It wasn’t the COVID-19 vaccine that put boxing great “Marvelous” Marvin Hagler down for the count. That’s the word from his wife, Kay Hagler, who knocked out the “stupid” rumor Monday.
“After 31 years the love of my life is gone and my life without him no longer makes sense, but I can feel him next to me even now and he’s telling me not to give up and be strong for him,” she wrote on Facebook.
The former undisputed middleweight champ died Saturday at the age of 66. His cause of death has not been reported, but his widow says she knows what it was not.
“I was the only person close to him until the last minute, and I am the only person that know how things went,” she wrote. “Not even his family know(s) all the details and I do NOT accept to read some stupid comment without knowing really what happen.
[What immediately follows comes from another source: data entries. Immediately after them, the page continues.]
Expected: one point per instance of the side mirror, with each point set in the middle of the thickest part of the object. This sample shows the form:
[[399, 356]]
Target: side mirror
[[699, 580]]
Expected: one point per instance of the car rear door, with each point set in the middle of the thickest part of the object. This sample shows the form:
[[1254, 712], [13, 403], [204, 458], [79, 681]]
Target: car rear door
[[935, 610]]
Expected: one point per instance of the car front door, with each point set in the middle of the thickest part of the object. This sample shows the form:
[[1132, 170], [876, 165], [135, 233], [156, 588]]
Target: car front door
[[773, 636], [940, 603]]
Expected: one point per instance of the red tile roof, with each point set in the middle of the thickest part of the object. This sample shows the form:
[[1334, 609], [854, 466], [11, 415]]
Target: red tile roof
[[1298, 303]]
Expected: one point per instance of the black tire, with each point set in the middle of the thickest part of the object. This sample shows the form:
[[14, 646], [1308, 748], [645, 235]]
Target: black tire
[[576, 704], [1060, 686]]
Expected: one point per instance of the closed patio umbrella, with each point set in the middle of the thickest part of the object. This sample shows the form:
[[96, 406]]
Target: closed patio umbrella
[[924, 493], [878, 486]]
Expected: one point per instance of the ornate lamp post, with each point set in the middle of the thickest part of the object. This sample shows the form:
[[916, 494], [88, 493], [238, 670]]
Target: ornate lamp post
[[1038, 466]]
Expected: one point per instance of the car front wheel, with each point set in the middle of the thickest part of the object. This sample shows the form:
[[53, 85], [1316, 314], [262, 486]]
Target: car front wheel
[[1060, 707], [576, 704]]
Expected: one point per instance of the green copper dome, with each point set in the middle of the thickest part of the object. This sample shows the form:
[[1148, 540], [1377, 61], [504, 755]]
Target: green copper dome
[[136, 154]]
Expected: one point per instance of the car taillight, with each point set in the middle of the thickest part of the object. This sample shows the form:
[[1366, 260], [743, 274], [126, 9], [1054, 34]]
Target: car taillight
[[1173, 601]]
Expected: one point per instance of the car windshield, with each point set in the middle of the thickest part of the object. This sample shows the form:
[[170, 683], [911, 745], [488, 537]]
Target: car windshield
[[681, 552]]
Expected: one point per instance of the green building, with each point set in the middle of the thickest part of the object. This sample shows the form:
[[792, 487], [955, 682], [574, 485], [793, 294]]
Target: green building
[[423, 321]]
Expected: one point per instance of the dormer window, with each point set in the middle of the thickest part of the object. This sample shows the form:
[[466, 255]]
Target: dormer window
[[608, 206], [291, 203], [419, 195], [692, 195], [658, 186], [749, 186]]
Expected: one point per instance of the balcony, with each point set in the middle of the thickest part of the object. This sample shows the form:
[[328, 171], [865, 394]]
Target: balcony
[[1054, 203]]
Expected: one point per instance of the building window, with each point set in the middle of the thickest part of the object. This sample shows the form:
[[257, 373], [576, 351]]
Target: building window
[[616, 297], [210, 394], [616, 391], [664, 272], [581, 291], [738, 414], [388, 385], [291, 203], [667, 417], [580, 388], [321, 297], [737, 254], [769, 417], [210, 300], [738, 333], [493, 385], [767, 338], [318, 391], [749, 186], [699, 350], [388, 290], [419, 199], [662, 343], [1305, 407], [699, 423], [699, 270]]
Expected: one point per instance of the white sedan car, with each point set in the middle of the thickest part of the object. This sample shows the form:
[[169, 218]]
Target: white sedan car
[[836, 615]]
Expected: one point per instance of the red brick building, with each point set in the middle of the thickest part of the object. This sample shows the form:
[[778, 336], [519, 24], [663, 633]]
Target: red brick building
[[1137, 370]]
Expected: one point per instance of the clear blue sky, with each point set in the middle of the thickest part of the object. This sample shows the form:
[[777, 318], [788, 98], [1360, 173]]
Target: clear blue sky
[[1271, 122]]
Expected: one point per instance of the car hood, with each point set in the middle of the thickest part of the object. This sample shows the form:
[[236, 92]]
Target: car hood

For sure wasn’t the vaccine that caused his death.”
Among those pushing the rumor that the Newark, N.J.-born pugilist was boxer Thomas “Hitman” Hearns, with whom Hagler famously traded haymakers for three rounds in 1985 before closing the show with a devastating barrage of punches that left Hearns on the mat.
Hearns had posted on social media that his former rival had been in the ICU fighting for his life after having a bad reaction to a COVID-19 shot. Hagler’s widow calls such claims “nonsense.”
“My baby left in peace with his (usual) smile and now is not the time to talk nonsense,” she added in her posting.
Just as he did in the Hearns fight, Hagler will go out on his own terms, his grieving widow said.
“Marvin hated funerals and therefore there will be no funerals or church celebrations‚” she added, asking fans to remember him with a smile and light a candle in his memory. Apparently, Hagler fans will still have one more memory to treasure and it’s in the making.
“However there is something special that I will do because it was his wishes and you will be informed at the right time by me,” she wrote. “I just need time.”
Similar anti-vaccination rumors made the rounds in January when baseball great Hank Aaron died shortly after being inoculated for COVID-19. A medical examiner confirmed that Aaron, 86, died from natural causes.
Molecular biologist and Baylor College of Medicine dean Peter Hotez told NBC that he worried anti-vaccination conspiracy theorists — whom he blames for targeting African Americans — were exploiting Aaron’s death to promote disinformation.